Flying Officer John Edward (Ed) Rigby 
Crew of the Halifax HR 836:
1. Flying Officer John Edward Rigby, pilot, commander, aged 21 years. Son of William Albert and Ethel Rigby, Appley Bridge, Lancashire, England.
2. Flying Officer Thomas Herbert Green, bombardier, aged 25 years. Son of Charles Lewis Green and Fanny Selina Green; husband of Daisy Ellen Green, College Green, Bristol, England.
3. Flight Sergeant Henry Graham Freeman, navigator, aged 24 years. Son of Arthur Charles Freeman and Mary Etta Freeman, Britannia Beach, British Columbia, Canada.
4. Flight Sergeant Merton Earl Zapfe, tail gunner, aged 20 years. Son of Mr. and Mrs. W.P. Zapfe, Saskatoon, Saskatchewan, Canada.
 5. Sergeant Alastair Milner Hood Black, flight engineer, aged 25 years. Son of Norman and Jean Black; husband of Winsome Noel Gardiner Black, Richmond, Surrey, England.
6. Sergeant Aubrey Edgar Perrin Rochester, radio-operator/gunner, aged 33 years. Son of Edgar and Beatrice Maud Rochester; husband to Doris Temperance Rochester, Swindon, Wiltshire, England.
7. Sergeant Henry John Gibbs, gunner, aged 18 or 19 years. From England.
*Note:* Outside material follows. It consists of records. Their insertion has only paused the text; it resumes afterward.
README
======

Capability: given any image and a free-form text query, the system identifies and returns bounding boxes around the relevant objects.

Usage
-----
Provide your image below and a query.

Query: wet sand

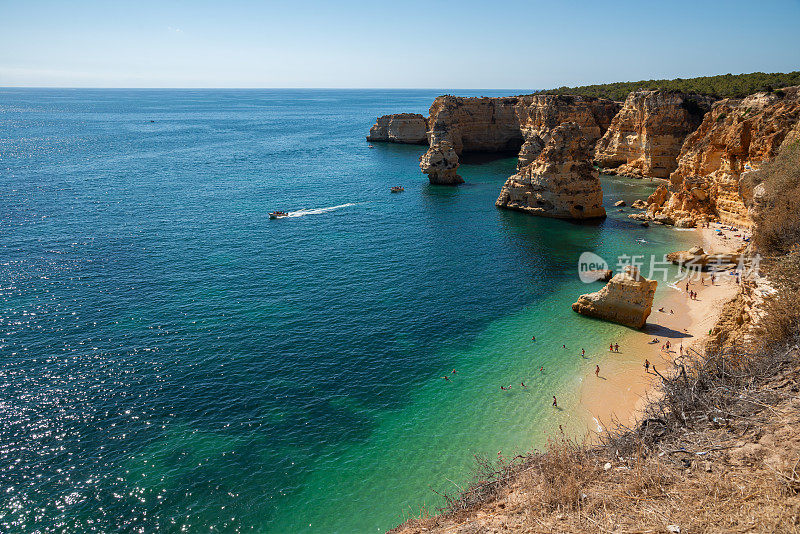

Seven gravesones of the Halifax-crew. The stones of Freeman, Gibbs and Rigby are placed against each other on 2 graves.

 Monument at the place were the Halifax crashed.

On 4th May 2009, a small monument was placed where the Halifax crashed and three crew members were not salvaged. On the press-cutting below, David Rochester attended the unveiling. He was a little boy when his father Aubrey Rochester, died and was buried at the ‘Groene Kerkje.

Press-cutting from English newpaper. David Rochester at the monument in Oegstgeest.